|
Toward more reliable logging
ByJonathan Corbet April 13, 2012
Messages from the kernel are created by humans, usually using one of the
many variants of the printk() function. But, increasingly, those
messages are read by machines in the form of log file parsers, automated
management systems, and so on. The machines have, for some time, struggled
to make sense out of those human-created messages which, often as not, are
unpredictable in their organization, lacking important information, and
subject to change. So it is not surprising that there has been ongoing
interest in adding some structure to kernel log messages; the subject was
recently raised by the audience at the Collaboration Summit kernel panel.
Even so, almost every attempt to improve kernel logging has failed to make
much (if any) headway.
The same fate seemed to be in store for Lennart Poettering
and Kay Sievers when they presented their ideas at the 2011 Kernel Summit; in particular, their
concept of attaching 128-bit unique ID numbers to each message was met with
almost universal disdain. Lennart and Kay have not given up, though.
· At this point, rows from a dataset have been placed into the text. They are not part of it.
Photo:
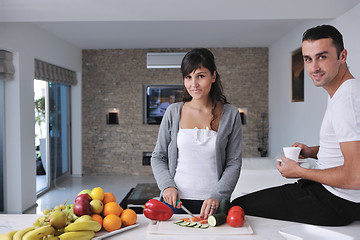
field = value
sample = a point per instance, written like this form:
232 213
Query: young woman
197 157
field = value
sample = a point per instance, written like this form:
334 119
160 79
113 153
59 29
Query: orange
97 217
111 222
97 193
112 208
128 217
109 197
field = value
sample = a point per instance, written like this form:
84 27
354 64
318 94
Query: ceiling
106 24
The
latest form of their work on the kernel side of the problem can be seen in
the structured printk() patch
recently posted by Kay.
The patch does a few independent things - a cause for a bit of complaining
on the mailing list. The first of these is to change the kernel's internal
log buffer from a stream of characters into a series of records. Each
message is stored into the buffer with a header containing its length,
sequence number, facility number, and priority. In the end, Kay says, the
space consumed by messages does not grow; indeed, it may shrink a bit.
The record-oriented internal format has a number of advantages. If
messages are being created faster than they can be consumed by user space,
it is necessary to overwrite the oldest ones. Current kernels simply write
over the character stream, with the result that truncated messages can find
their way into the log. The new implementation drops entire messages at
once, so the stream, while no longer complete, is not corrupted. The
sequence numbers allow any consumer to know that messages have been dropped
- and exactly how many it missed. The record-oriented format also enables
improved handling of continuation lines at the cost of making the use of the
KERN_CONT "priority" mandatory for such lines.
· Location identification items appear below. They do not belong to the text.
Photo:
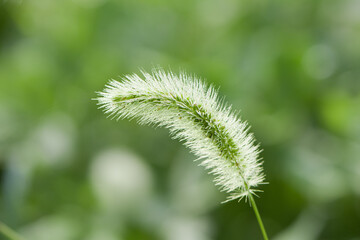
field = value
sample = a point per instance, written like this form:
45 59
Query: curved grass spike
193 114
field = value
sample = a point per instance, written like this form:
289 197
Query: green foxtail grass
193 113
The second change is to allow the addition of a facility number and a
"dictionary" containing
additional information that, most likely, will be of interest to automated
parsers. The dictionary contains "KEY=value" pairs, separated by
spaces; these pairs will contain, for example, device and subsystem names to
unambiguously identify the device that generated the message. Kernel code
that wants to attach a facility number and/or dictionary to a message will
use the new function printk_emit() to do so:
int printk_emit(int facility, int level, const char *dict,
size_t dictlen, const char *fmt, ...);
Regular printk() turns into a call to printk_emit() with
a facility of zero and a null dict.
Creation of the dictionary string itself is left as an exercise for the
caller; it is not something one is likely to see done in most places where
printk() is called. In fact, the only full user
of printk_emit() in
the patch is dev_printk() which uses it to add a dictionary with
SUBSYSTEM and DEVICE fields describing the device of
interest. If some form of this patch is merged, one can expect this usage
pattern to continue; the creation of dictionaries with ancillary
information will mostly be done with subsystem-specific print functions.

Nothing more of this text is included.